IC 32-8-3-1 prescribes who may be eligible to acquire a mechanic's lien. In order to be able to secure a mechanic's lien a person or entity must be a contractor, subcontractor, mechanic, lessor leasing construction and other equipment and tools, whether or not an operator is also provided by the lessor, journeyman, laborer or any other person "performing labor or furnishing materials or machinery, including the leasing of equipment or tools used, for the erection, altering, repairing or removing of any . . . structure," etc. Neither the union nor any of the benefit funds come within the definition.
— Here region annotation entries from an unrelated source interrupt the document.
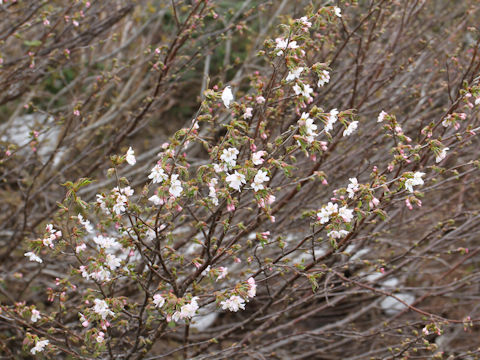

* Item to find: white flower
[317,208,330,224]
[222,86,233,109]
[220,295,245,312]
[252,150,267,165]
[299,16,312,31]
[77,214,93,233]
[93,299,114,320]
[148,195,164,206]
[125,147,137,165]
[30,340,50,355]
[75,243,87,254]
[377,110,388,122]
[24,251,43,263]
[148,164,168,184]
[435,147,450,164]
[338,206,353,222]
[298,112,318,143]
[172,296,198,321]
[292,83,313,101]
[325,108,338,132]
[95,331,105,343]
[168,174,183,197]
[252,170,270,191]
[328,230,348,239]
[105,254,120,270]
[215,266,228,281]
[333,6,342,17]
[153,294,165,307]
[343,121,358,136]
[243,108,253,120]
[405,171,425,192]
[225,170,247,191]
[208,178,218,206]
[317,202,338,224]
[275,38,298,56]
[220,148,239,168]
[93,235,118,249]
[347,178,358,199]
[247,277,257,298]
[285,66,304,81]
[317,70,330,87]
[30,309,41,323]
[90,267,111,282]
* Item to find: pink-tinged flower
[78,313,90,327]
[285,66,304,81]
[243,107,253,120]
[298,16,312,31]
[317,202,338,224]
[333,6,342,17]
[435,147,450,164]
[343,121,358,136]
[338,206,353,223]
[168,174,183,198]
[95,331,105,343]
[215,266,228,281]
[368,197,380,208]
[93,299,115,320]
[220,148,239,169]
[247,277,257,298]
[222,86,233,109]
[30,309,41,323]
[317,70,330,87]
[225,170,247,191]
[327,230,348,239]
[220,295,245,312]
[252,150,267,165]
[347,178,359,199]
[30,340,50,355]
[24,251,43,264]
[148,195,165,206]
[172,296,199,322]
[251,170,270,192]
[325,108,339,132]
[125,147,137,165]
[405,171,425,192]
[153,294,165,308]
[148,164,168,184]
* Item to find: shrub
[0,0,480,359]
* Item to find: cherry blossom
[153,294,165,308]
[148,164,168,184]
[225,170,247,191]
[317,70,330,87]
[93,299,114,320]
[252,170,270,191]
[377,110,388,122]
[435,147,450,164]
[220,295,245,312]
[30,340,50,355]
[168,174,183,197]
[252,150,267,165]
[405,171,425,192]
[285,66,304,81]
[24,251,43,263]
[343,121,358,136]
[222,86,233,109]
[220,148,239,169]
[125,147,137,165]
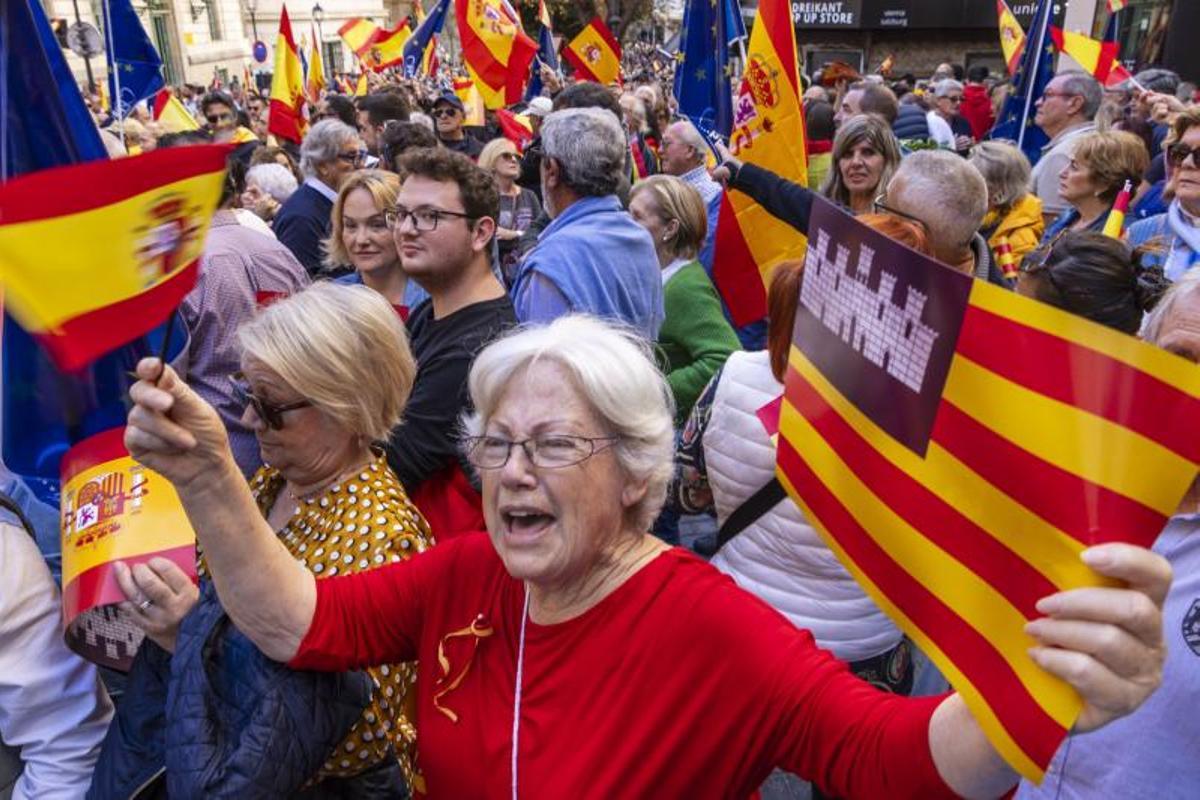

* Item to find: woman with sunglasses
[476,138,541,287]
[92,282,432,798]
[325,169,430,320]
[1128,108,1200,281]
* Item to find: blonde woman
[325,169,430,320]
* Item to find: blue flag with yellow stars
[108,0,165,116]
[990,0,1055,164]
[674,0,733,137]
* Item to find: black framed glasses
[1166,142,1200,167]
[337,150,367,167]
[383,206,475,230]
[466,433,620,469]
[229,372,312,431]
[872,194,929,239]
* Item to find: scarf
[1163,200,1200,281]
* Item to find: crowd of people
[7,52,1200,799]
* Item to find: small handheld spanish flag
[1104,181,1133,239]
[0,145,229,372]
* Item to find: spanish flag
[337,17,379,59]
[152,84,200,133]
[455,0,538,108]
[364,19,413,72]
[266,5,307,143]
[713,0,808,325]
[996,0,1025,76]
[776,198,1200,782]
[1050,26,1130,86]
[563,17,620,86]
[0,145,228,371]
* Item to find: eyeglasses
[874,194,929,239]
[383,206,475,230]
[337,150,367,167]
[467,434,620,469]
[1166,142,1200,167]
[229,372,312,431]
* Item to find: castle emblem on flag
[800,230,937,393]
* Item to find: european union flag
[990,0,1054,164]
[107,0,165,116]
[404,0,450,78]
[674,0,740,137]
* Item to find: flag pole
[1016,0,1051,150]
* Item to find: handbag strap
[716,477,787,548]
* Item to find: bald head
[887,150,988,266]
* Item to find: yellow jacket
[983,194,1045,264]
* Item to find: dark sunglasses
[229,372,312,431]
[1166,142,1200,167]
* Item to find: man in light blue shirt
[512,108,662,341]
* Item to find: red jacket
[959,83,996,140]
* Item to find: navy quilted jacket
[88,582,371,800]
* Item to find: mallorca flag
[776,198,1200,782]
[713,0,808,325]
[996,0,1025,76]
[496,108,533,152]
[151,89,200,133]
[0,145,229,372]
[362,19,413,72]
[266,5,307,143]
[305,24,325,103]
[1050,28,1130,86]
[337,17,379,59]
[455,0,538,108]
[563,17,620,86]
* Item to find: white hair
[1141,269,1200,344]
[887,150,988,257]
[246,164,299,203]
[541,108,628,197]
[463,316,674,530]
[300,120,358,178]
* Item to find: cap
[526,97,554,116]
[433,91,466,112]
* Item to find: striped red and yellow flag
[266,5,308,143]
[337,17,379,58]
[455,0,538,109]
[713,0,808,325]
[60,427,196,670]
[562,17,620,86]
[778,199,1200,781]
[0,145,229,371]
[996,0,1025,76]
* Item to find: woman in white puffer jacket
[671,215,928,694]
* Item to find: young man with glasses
[385,148,516,539]
[1033,70,1104,225]
[433,91,484,158]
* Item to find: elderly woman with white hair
[126,315,1170,799]
[241,163,300,222]
[275,120,367,276]
[92,282,432,798]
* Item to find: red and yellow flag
[0,145,228,371]
[996,0,1025,76]
[266,5,308,143]
[455,0,538,108]
[776,198,1200,781]
[337,17,379,58]
[60,427,196,670]
[563,17,620,86]
[713,0,808,325]
[362,19,413,72]
[1050,26,1130,86]
[150,84,200,133]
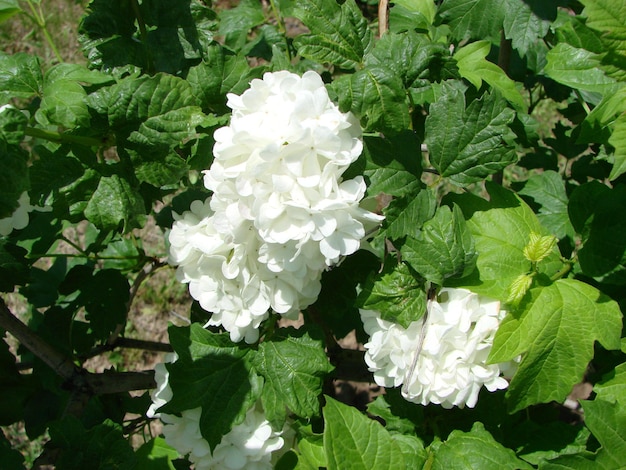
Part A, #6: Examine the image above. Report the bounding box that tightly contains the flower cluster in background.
[147,354,293,470]
[0,191,42,236]
[169,71,381,343]
[361,288,515,408]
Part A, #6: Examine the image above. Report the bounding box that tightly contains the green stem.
[26,0,63,62]
[550,261,572,282]
[270,0,292,62]
[24,127,108,147]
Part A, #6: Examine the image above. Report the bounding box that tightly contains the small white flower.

A contractor is one who makes an agreement with another to do a piece of work, retains in himself control of the means, method and manner of producing the product without being subject to the employer's control except as to the result, and under circumstances where neither party has the right to terminate the contract at will. Nash v. Meguschar (1950), 228 Ind. 216, 91 N.E.2d 361, 363; Heffner v. White (1942), 113 Ind. App. 296, 45 N.E.2d 342, 345. Similarly a subcontractor is one who agrees to do something for another, but is not controlled or subject to the control of the other in the manner or method of accomplishing the result contracted for. Gross Income Tax Division v. Fort Pitt Bridge Works (1949), 227 Ind. 538, 86 N.E.2d 685, 689. Appellants have presented no evidence nor have they argued that the collective bargaining agreement, albeit a contract, called for either the union or the fringe benefit funds to control the work being done. That specific task was left to FLR which was a contractor in this matter. We find that neither the union nor the fringe benefit funds were contractors or subcontractors. Clearly, they do not otherwise fit within the class of persons or entities entitled to raise and foreclose a mechanic's lien. They furnished neither labor nor materials. There was no error on this issue. Bethlehem was entitled to summary judgment as a matter of law.
We note that the issue of whether unions and fringe benefit funds may raise and enforce a mechanic's lien is a matter of first impression in Indiana. Precedent in other states comes out on both sides of the matter. See, e.g., Ridge Erection Co. v. Mountain States T. T. Co. (1976), 37 Colo. App. 477, 549 P.2d 408, 411 (finding that Colorado mechanic's lien statute did not include an express grant of a lien claim to trustees of employees' trust funds); Hawaii Carpenters' Trust Funds v. Aloe (1981), 63 Haw. 566, 633 P.2d 1106, 1113 (holding essentially that trustees of a trust fund could seek to enforce a mechanic's lien). We are, however, constrained to construe the Indiana statute strictly.
We feel constrained to point out, however, that just because the union and fringe benefits fund cannot pursue a mechanic's lien does not mean that Edwards and the other laborers cannot raise and foreclose a mechanic's lien for wages denied including the value of the fringe benefits denied. IC 32-8-3-1 states that a mechanic's lien may be had for ". . . the extent of the value of any labor done. . . ." In this case the extent of the value of labor done logically includes not only wages but also any fringe benefits contracted for because the workers agreed to provide their labor for wages and certain fringe benefits. There was no error in granting the summary judgments.
Affirmed.
STATON, J., and MILLER, P.J., concur.